Moi, j’ai toujours été attiré par le métier de commercial. Le challenge de vendre et de convaincre une personne m’intéressait beaucoup.

J’avais les notes pour aller en général… mais d’après la conseillère d’orientation c’était mieux que je fasse une seconde professionnelle en gestion administration ou commerce.

Pour mes amis les études n’avaient pas d’importance. Ils avaient tous des préjugés. Ils disaient : « L’école, c’est pas pour nous », « De toute façon on est des étrangers, on va jamais réussir ».

Ils ont tous arrêté l’école en Seconde et ils ont commencé des petits business illicites. Je les voyais faire beaucoup d’argent et bien s’habiller. La tentation de les suivre était énorme : ils n’ont jamais cherché à m’entrainer, mais je me posais toujours la question : est-ce que j’les suis ou pas ?

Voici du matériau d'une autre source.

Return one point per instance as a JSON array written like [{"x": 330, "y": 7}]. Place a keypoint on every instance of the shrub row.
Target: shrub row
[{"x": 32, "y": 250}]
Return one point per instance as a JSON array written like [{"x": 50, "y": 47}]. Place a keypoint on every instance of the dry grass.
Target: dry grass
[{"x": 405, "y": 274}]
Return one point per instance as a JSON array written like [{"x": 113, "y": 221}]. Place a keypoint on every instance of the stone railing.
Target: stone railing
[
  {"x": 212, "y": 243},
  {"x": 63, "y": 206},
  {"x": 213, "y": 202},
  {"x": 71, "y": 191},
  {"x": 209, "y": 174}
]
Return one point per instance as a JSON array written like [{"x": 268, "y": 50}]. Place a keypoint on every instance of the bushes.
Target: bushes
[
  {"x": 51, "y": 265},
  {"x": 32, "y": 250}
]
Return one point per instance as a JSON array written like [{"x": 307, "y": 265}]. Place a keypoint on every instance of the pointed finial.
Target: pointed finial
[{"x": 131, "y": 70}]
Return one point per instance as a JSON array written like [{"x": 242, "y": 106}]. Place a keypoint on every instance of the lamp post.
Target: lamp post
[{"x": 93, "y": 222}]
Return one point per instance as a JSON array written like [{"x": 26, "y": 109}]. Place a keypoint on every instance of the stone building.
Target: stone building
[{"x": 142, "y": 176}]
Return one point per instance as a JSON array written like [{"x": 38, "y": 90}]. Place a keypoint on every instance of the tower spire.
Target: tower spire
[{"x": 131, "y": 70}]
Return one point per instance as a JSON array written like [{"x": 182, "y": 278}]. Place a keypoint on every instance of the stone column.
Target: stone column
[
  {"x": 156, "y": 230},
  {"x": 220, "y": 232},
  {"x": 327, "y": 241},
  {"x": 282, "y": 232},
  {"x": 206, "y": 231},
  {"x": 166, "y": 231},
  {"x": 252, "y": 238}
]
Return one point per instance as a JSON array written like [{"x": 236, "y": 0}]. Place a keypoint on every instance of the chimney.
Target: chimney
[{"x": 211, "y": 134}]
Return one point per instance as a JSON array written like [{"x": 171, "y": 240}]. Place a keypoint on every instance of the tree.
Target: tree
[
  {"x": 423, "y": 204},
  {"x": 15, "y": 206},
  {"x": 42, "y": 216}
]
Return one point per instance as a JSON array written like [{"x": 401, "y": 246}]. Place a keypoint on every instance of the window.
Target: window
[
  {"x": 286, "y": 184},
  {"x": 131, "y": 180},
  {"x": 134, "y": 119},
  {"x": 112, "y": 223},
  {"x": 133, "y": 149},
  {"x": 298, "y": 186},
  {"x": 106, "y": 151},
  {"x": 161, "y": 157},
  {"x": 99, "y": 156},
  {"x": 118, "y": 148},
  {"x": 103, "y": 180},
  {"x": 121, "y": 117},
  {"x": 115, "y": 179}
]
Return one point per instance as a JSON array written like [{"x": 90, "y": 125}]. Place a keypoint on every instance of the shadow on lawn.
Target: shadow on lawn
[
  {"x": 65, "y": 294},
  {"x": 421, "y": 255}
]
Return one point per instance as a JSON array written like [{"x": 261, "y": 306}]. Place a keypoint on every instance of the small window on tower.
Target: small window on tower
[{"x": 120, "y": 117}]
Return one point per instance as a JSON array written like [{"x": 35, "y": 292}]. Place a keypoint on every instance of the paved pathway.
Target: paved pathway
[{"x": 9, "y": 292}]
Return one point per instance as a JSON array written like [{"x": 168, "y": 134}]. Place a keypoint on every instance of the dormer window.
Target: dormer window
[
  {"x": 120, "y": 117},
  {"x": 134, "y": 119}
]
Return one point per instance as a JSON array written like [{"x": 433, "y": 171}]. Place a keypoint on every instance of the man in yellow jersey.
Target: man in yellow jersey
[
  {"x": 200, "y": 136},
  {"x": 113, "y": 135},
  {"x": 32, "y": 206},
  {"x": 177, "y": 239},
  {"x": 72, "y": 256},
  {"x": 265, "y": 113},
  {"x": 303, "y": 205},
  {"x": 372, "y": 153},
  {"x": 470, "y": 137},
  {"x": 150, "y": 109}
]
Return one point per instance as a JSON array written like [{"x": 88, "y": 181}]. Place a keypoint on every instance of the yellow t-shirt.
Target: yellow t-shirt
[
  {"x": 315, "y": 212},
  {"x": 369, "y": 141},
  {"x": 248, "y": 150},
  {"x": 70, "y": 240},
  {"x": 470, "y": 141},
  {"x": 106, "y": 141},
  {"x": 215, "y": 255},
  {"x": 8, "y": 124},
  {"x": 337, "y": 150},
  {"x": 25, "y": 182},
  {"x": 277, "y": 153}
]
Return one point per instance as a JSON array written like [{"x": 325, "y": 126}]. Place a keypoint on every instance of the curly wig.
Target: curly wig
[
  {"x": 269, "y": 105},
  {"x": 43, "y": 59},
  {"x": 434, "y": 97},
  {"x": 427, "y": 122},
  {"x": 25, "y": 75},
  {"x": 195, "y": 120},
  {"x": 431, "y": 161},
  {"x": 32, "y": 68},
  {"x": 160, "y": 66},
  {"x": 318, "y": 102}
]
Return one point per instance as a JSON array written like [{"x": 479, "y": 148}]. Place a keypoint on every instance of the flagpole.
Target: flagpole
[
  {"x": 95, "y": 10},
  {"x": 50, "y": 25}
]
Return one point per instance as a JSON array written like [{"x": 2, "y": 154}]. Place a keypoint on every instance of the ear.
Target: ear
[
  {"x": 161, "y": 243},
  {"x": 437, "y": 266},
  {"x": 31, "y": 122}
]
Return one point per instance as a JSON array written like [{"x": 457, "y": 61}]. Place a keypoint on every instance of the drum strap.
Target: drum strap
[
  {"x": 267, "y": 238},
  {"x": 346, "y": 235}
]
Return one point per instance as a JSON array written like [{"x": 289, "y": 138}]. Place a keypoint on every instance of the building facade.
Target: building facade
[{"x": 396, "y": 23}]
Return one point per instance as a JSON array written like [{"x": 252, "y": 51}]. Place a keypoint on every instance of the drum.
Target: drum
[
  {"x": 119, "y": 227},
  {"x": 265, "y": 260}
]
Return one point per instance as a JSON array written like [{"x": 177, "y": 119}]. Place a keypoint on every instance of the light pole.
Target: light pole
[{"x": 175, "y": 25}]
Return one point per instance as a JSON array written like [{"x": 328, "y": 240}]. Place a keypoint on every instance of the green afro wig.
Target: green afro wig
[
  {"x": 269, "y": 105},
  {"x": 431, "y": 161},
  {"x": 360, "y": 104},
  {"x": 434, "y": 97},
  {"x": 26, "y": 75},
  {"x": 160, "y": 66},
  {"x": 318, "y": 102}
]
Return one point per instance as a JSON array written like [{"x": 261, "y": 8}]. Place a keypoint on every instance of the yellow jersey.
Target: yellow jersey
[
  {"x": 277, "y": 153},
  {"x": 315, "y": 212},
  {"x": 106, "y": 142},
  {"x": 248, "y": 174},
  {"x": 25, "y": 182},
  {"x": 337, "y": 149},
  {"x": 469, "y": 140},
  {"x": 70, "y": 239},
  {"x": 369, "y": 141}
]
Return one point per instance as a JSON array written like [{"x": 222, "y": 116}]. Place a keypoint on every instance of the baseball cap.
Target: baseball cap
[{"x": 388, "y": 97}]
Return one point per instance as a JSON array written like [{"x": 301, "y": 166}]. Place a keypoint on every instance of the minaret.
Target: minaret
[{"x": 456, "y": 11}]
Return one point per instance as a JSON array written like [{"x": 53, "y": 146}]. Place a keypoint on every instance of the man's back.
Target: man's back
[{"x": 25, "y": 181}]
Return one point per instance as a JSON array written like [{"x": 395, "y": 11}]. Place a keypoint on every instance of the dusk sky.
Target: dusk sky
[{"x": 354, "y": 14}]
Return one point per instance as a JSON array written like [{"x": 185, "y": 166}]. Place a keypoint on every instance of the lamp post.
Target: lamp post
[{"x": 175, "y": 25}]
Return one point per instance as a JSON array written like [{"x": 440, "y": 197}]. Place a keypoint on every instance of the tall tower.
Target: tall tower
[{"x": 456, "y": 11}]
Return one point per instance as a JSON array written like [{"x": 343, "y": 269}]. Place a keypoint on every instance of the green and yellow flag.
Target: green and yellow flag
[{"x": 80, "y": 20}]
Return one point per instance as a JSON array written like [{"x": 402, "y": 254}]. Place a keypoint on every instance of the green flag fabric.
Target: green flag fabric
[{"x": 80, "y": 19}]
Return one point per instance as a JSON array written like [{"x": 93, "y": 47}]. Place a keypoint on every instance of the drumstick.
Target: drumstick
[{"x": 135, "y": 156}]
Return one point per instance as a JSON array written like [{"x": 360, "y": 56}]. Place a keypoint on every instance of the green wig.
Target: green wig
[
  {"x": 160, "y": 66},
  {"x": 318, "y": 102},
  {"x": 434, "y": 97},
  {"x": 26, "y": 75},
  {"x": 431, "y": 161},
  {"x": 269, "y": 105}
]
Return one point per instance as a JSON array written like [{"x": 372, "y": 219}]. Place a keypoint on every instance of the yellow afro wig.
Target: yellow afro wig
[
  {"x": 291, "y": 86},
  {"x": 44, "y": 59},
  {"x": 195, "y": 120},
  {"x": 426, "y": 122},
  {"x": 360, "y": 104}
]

Je les comprenais : quand à 15 ans tu peux toucher 3000 € par mois, pourquoi aller à l’école ? À cet âge-là, on ne pense pas à l’avenir. On se dit qu’on va faire ça toute notre vie.

Pas question de décevoir mes parents !

J’aimais bien m’habiller, être à la mode, partir en vacances. Mais mes parents ne travaillent pas. Ils ne peuvent pas vraiment se permettre de m’acheter des chaussures à 250 €. Chez moi, 300 €, c’est le budget par mois pour manger, payer les factures de téléphone… pour quatre personnes !

Il faut se débrouiller seul et la solution est juste en bas de la cité. De ma fenêtre, au 5ème étage, je voyais l’argent rentrer, les jeunes qui venaient acheter de la weed, au moins 500 jeunes par jour. Je me rappelle, avec un pote, on jouait au foot en bas et ça nous arrivait de nous faire 100 € tellement facilement ! Il suffisait de prendre un sac à 3 ou 4 stations de métro de la nôtre, de le donner à une personne qui attendait à la sortie et voilà : 50 € chacun dans la poche !

Mais pour moi, hors de question de décevoir mes parents ! Ils étaient venus en France depuis l’Algérie pour que j’aie un bon avenir. Ils avaient une belle vie et ont tout sacrifié pour mon petit frère et moi. Là-bas, ma mère n’a jamais manqué de rien. Elle travaillait chez Peugeot en temps que chef d’administration des ventes et mon père était commercial dans une usine pharmaceutique.

Mes parents n’ayant pas grandi en France, ils n’ont pas pu me conseiller plus que ça, mais ils m’ont toujours dit : « Fais ce qui te plaît le plus. » Ils n’ont jamais voulu m’imposer un métier.

Acheter une plaquette, la détailler…

Du coup je n’ai pas suivi mes amis. L’illégal, c’est la prison. Beaucoup y sont passés, mais je suis toujours ami avec deux personnes qui ont su s’arrêter au bon moment. J’ai obtenu mon bac gestion administration avec mention.

On est mis dans des cases et c’est horrible d’en sortir. Il y a des moments de remise en question où l’on se demande ce que l’on deviendra.

Cette putain de question a hanté mes nuits pendant cinq mois ! Quand j’ai vu qu’aucun de mes voeux APB n’était validé, j’ai vu ma vie partir en couille, petit à petit.

Je me réveillais à 13h. Je restais jusqu’à 3 ou 4h dehors avec mes potes. Je ne branlais rien. Et j’ai vraiment hésité à me tourner vers l’illégal : acheter une plaquette, la détailler, me faire des clients et vendre.

Je me demandais de quoi j’étais capable. J’ai dû avoir un moral de guerrier pour ne rien lâcher.

Aujourd’hui je travaille à Fiveguys, un fast food, et je suis scolarisé. Mes amis ne font rien d’illicite et ont tous décroché un CDI ou repris leur études. Apparemment, la maturité fait des miracles.